For sixth group, the mean diameter of zone of inhibition for the control group, VIA, VIB, and VIC subgroups was statistically significant when tested for E. faecalis, C. albicans, and S. mutans. A study conducted by Bhargava et al. has shown that NaOCl has the highest antimicrobial activity when compared with neem, triphala, and green tea, respectively, as endodontic irrigant.28
On intergroup comparison, when tested for E. faecalis for all six groups, mean diameters of zone of inhibition were statistically significant in comparison with the control group (Table 3 and Fig. 12). On intergroup comparison, when tested for C. albicans for all the six groups, mean diameters of zone of inhibition were statistically significant in comparison with the control group (Table 4 and Fig. 13). On intergroup comparison, when tested for S. mutans for all the six groups, mean diameters of zone of inhibition were statistically significant in comparison with the control group (Table 5 and Fig. 14). Statistical tests used in this study are one-way ANOVA and Tukey’s post hoc test. The present study employed one-way ANOVA for intragroup comparison and Tukey’s post hoc test for intergroup comparison.
Limitations of the Study
Further laboratory studies, toxicology studies, and clinical studies are needed to be done to evaluate the antibacterial efficacy of the various combinations of herbal medicaments in comparison with TAP and before utilizing the extracts on a patient.

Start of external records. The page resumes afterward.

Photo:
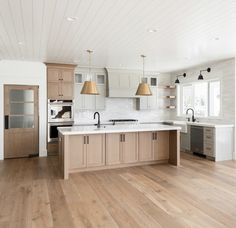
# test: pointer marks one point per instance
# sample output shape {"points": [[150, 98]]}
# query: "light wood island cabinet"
{"points": [[145, 146], [121, 148], [115, 150]]}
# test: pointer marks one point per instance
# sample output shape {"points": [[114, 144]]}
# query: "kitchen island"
{"points": [[86, 148]]}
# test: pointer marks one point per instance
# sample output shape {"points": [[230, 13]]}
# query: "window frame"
{"points": [[180, 99]]}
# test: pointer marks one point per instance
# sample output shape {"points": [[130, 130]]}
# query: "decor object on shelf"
{"points": [[89, 86], [177, 77], [200, 77], [143, 87]]}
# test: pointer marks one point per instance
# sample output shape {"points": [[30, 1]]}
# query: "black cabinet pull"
{"points": [[6, 122]]}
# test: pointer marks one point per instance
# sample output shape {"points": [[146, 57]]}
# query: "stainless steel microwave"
{"points": [[60, 111]]}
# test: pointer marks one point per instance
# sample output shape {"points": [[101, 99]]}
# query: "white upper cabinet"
{"points": [[149, 102], [90, 102], [123, 83]]}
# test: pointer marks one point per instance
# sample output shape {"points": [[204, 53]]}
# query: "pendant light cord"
{"points": [[143, 56], [90, 52]]}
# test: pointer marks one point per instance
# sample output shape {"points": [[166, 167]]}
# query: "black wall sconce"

Within the limits of the study, the following conclusions could be drawn.
Combinations of herbal medicaments, that is, subgroups IC (neem, turmeric, and bitter gourd), VA (bitter gourd, triphala, and neem), and VB (bitter gourd, neem, and ginger) have shown similar diameters of zones of inhibition when compared with TAP group (control).
Combinations of herbal medicaments have shown significant antibacterial efficacy when tested for common endodontic pathogens, that is, E. faecalis, C. albicans, and S. mutans.
Herbal medicaments are cost-effective, easy to handle, easily available, and renewable in nature.
This combination of herbal products can be suggested as an effective successor for TAP.